Using function AI Detector input the text or upload the PDF file with the content to be checked for originality.

Exercise 4: Originality & Consistency Screening#

Upload anonymized samples and run the reasoning-consistency analysis prompts.

Exercise 5: Classwide Insights#

Upload a batch of student answers and generate a misconception matrix and reteaching plan.

7.5 Updates to Your AI Workspace and Personalized Assistant#

Similarly to Module 6, this module does not require major structural updates to either the Workspace or the Personalized Assistant. Only minimal updates are recommended to integrate the new assessment-related materials created in Module 7.

Component

Update Needed?

Actions

Workspace

Minimal

Upload new Module 7 materials only

Workspace Instructions

No

No structural or behavioral updates

PA Knowledge Base

Minimal

Upload student‑safe versions only

PA Instructions

No

No changes needed to role, behavior, or boundaries

Module 7 primarily adds content rather than new capabilities. The existing Workspace and PA structures already support assessment workflows effectively.

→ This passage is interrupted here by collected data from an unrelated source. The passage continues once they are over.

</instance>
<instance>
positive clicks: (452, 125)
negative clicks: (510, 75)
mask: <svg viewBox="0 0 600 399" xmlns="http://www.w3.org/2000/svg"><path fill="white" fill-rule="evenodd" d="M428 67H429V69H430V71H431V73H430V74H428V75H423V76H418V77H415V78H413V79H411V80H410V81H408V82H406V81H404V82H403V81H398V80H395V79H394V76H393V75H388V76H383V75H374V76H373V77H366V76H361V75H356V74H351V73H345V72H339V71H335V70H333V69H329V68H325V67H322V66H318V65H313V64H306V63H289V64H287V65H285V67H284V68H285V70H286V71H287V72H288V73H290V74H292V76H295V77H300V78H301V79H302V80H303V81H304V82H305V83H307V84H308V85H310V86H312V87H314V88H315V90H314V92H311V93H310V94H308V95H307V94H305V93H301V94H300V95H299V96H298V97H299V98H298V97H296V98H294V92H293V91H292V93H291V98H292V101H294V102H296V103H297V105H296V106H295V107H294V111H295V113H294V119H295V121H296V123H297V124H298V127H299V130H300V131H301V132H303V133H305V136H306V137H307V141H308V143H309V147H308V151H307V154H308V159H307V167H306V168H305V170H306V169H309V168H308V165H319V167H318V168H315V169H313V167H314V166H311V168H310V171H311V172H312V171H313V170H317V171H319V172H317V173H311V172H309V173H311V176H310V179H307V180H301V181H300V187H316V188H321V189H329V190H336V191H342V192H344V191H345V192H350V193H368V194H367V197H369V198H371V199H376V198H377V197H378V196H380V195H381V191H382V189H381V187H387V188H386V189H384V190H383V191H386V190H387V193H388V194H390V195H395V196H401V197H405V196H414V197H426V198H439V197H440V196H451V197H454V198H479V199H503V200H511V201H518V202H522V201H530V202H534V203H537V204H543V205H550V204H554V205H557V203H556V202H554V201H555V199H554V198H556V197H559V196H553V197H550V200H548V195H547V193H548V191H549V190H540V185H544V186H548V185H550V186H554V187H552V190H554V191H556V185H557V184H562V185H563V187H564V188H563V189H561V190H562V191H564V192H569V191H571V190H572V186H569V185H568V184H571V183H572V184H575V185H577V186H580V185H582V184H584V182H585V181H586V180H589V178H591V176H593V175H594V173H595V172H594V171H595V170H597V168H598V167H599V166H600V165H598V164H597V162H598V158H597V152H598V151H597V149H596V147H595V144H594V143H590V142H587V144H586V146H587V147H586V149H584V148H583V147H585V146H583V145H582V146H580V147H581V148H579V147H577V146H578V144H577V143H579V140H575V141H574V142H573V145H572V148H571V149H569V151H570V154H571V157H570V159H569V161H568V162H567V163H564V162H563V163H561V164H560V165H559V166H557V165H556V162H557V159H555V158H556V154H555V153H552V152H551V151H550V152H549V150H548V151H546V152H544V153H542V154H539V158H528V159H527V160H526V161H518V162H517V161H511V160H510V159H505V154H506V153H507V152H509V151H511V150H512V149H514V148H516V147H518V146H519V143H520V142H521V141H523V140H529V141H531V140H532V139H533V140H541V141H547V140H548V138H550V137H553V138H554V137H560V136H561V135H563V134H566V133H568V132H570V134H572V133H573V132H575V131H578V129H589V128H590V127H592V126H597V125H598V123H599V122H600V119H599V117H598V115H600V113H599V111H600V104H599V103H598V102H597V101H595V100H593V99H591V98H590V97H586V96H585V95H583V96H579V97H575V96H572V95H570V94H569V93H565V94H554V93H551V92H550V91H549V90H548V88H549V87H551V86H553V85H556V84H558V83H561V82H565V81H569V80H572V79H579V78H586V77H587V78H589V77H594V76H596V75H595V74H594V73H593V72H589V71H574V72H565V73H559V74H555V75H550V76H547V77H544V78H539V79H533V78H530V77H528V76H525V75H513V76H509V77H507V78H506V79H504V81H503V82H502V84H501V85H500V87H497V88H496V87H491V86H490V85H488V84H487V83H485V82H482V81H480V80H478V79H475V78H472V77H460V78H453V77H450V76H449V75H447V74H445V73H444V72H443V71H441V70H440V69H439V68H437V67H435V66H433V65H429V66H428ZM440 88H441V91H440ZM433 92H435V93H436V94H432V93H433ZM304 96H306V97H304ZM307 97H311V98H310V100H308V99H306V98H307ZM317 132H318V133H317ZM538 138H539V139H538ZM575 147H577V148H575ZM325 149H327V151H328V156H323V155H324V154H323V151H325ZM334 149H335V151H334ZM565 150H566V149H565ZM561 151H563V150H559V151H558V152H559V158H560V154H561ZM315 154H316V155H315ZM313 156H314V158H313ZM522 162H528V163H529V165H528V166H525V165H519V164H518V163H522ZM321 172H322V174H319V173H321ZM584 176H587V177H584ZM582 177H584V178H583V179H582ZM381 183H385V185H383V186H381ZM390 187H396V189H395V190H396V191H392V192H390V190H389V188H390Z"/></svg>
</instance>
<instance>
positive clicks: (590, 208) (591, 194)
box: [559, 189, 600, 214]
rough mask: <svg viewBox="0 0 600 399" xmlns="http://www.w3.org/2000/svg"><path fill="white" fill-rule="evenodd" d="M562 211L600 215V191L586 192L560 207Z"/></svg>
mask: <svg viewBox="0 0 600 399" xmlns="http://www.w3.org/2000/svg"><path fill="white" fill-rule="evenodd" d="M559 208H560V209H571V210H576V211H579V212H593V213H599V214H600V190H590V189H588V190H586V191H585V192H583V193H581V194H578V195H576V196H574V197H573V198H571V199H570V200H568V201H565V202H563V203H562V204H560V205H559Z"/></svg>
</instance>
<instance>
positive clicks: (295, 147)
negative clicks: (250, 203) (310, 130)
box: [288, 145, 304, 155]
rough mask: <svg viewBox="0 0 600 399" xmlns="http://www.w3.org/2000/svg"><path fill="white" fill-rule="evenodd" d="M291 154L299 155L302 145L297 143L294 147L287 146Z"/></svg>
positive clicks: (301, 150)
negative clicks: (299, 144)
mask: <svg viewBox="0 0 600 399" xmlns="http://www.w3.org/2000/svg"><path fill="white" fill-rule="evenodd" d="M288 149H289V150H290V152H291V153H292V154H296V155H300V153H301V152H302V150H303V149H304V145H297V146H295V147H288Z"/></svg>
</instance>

Note: Do not upload instructor versions of rubrics, detailed feedback templates, grading keys, or analytic summaries to the PA.

7.6 Reflection#

  • How did AI enhance clarity, efficiency, or depth in your assessment processes?

  • Which feedback or grading tasks still require full human oversight?

  • How will you integrate AI-supported rubric workflows in future assignments?

  • How can responsible AI use strengthen fairness, transparency, and student growth?